Free numbers are going to vary - yours did move quite alot but as long as you feel OK and your TSH is suppressed you should be fine.

What dose replacement are you taking?


----------



## KeepOnGoing (Jan 2, 2013)

I've got 2 TSH results (not bad out of 3 tests!) 0.33 and 0.16.

I just had a letter this morning asking me to increase to 200mcg (from 175) as my TSH is not suppressed enough. Not really happy about this, as I've been having some problems with anxiety which may or may not be linked with the thyroxine, but I did say I'd give it a go for 6 weeks and see how I felt and what it did to the TSH. Apart from the anxiety and tiredness (and every teacher is exhausted by this point in the term) I feel ok.


----------



## Andros (Aug 26, 2009)

KeepOnGoing said:


> I've got 2 TSH results (not bad out of 3 tests!) 0.33 and 0.16.
> 
> I just had a letter this morning asking me to increase to 200mcg (from 175) as my TSH is not suppressed enough.
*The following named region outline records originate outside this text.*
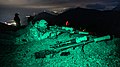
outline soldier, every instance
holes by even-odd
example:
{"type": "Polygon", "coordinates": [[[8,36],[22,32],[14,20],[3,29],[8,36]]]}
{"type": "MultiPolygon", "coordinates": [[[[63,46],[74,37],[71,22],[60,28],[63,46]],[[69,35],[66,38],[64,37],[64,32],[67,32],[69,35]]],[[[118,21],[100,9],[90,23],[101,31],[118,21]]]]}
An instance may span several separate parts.
{"type": "Polygon", "coordinates": [[[20,26],[20,18],[18,16],[19,14],[18,13],[15,13],[15,17],[14,17],[14,21],[16,22],[16,26],[20,26]]]}

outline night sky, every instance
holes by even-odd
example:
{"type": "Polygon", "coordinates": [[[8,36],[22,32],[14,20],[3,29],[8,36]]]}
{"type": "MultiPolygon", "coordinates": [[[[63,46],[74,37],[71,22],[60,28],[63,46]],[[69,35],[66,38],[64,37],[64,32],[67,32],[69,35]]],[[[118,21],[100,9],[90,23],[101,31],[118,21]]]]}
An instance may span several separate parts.
{"type": "Polygon", "coordinates": [[[111,10],[118,4],[120,4],[120,0],[0,0],[0,22],[13,19],[15,12],[19,12],[21,18],[24,18],[25,15],[39,13],[43,9],[59,11],[81,7],[111,10]]]}
{"type": "Polygon", "coordinates": [[[83,7],[94,9],[112,9],[120,0],[0,0],[1,5],[26,8],[67,8],[83,7]]]}

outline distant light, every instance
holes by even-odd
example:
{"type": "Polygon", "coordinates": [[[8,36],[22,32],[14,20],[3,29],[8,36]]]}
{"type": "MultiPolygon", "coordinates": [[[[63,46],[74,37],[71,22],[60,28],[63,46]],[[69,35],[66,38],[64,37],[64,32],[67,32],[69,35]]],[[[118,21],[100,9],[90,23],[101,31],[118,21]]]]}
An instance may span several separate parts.
{"type": "Polygon", "coordinates": [[[30,16],[25,16],[25,17],[30,17],[30,16]]]}
{"type": "Polygon", "coordinates": [[[54,13],[58,13],[58,11],[53,11],[54,13]]]}

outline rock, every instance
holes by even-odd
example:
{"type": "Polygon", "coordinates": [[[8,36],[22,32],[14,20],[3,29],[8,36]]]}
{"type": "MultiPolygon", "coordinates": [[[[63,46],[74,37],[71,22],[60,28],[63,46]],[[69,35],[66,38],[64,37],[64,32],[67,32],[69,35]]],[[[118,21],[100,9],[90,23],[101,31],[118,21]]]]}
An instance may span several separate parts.
{"type": "Polygon", "coordinates": [[[70,55],[70,52],[62,52],[62,53],[60,54],[60,56],[68,56],[68,55],[70,55]]]}

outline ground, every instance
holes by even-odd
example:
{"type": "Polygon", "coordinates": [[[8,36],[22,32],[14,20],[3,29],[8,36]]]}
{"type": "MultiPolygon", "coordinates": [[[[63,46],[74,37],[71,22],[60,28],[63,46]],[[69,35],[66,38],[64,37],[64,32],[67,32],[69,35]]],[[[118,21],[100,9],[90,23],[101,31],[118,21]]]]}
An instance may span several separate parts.
{"type": "MultiPolygon", "coordinates": [[[[0,39],[0,67],[119,67],[120,66],[120,38],[107,41],[92,42],[84,46],[69,48],[54,56],[46,55],[45,58],[35,58],[35,53],[41,50],[54,50],[50,45],[57,41],[65,41],[78,36],[62,33],[58,37],[46,38],[39,41],[15,44],[13,34],[1,34],[0,39]],[[4,36],[9,36],[5,38],[4,36]],[[70,54],[61,56],[63,52],[70,54]]],[[[95,38],[96,36],[89,37],[95,38]]]]}

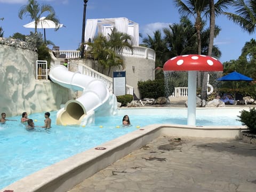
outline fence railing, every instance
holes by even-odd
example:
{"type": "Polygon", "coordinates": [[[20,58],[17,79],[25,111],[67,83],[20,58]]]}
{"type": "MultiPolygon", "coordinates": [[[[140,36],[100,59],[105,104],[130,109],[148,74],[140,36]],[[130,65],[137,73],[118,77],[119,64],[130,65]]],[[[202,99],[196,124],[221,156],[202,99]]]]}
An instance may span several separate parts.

Not really happy about this, as I've been having some problems with anxiety which may or may not be linked with the thyroxine, but I did say I'd give it a go for 6 weeks and see how I felt and what it did to the TSH. Apart from the anxiety and tiredness (and every teacher is exhausted by this point in the term) I feel ok.


How is your Ferritin? If low, that can also lend to anxiety and tiredness.

Ferritin (should be 50 to 100; the closer to 100,the better) 
http://www.thewayup.com/newsletters/081504.htm

And how about the FREE T3; does your doc ever run that?

Understanding the Thyroid: Why You Should Check Your Free T3
http://breakingmuscle.com/health-medicine/understanding-thyroid-why-you-should-check-your-free-t3


----------



## KeepOnGoing (Jan 2, 2013)

Ferritin was 43. The doctor said this was ok, but having read up on it on this forum, I have been supplementing in an attempt to get this up. I have been anaemic on and off for most of my life and there seems to be plenty of scope for getting my ferritin number up a bit. Hadn't thought about that causing anxiety too

It's nearly impossible to get the NHS to do Free T3 tests. The last two results I have are 4.4 and (most recently) 5. Range 3.9- 6.8.


----------



## Andros (Aug 26, 2009)

KeepOnGoing said:


> Ferritin was 43. The doctor said this was ok, but having read up on it on this forum, I have been supplementing in an attempt to get this up. I have been anaemic on and off for most of my life and there seems to be plenty of scope for getting my ferritin number up a bit. Hadn't thought about that causing anxiety too
> 
> It's nearly impossible to get the NHS to do Free T3 tests. The last two results I have are 4.4 and (most recently) 5. Range 3.9- 6.8.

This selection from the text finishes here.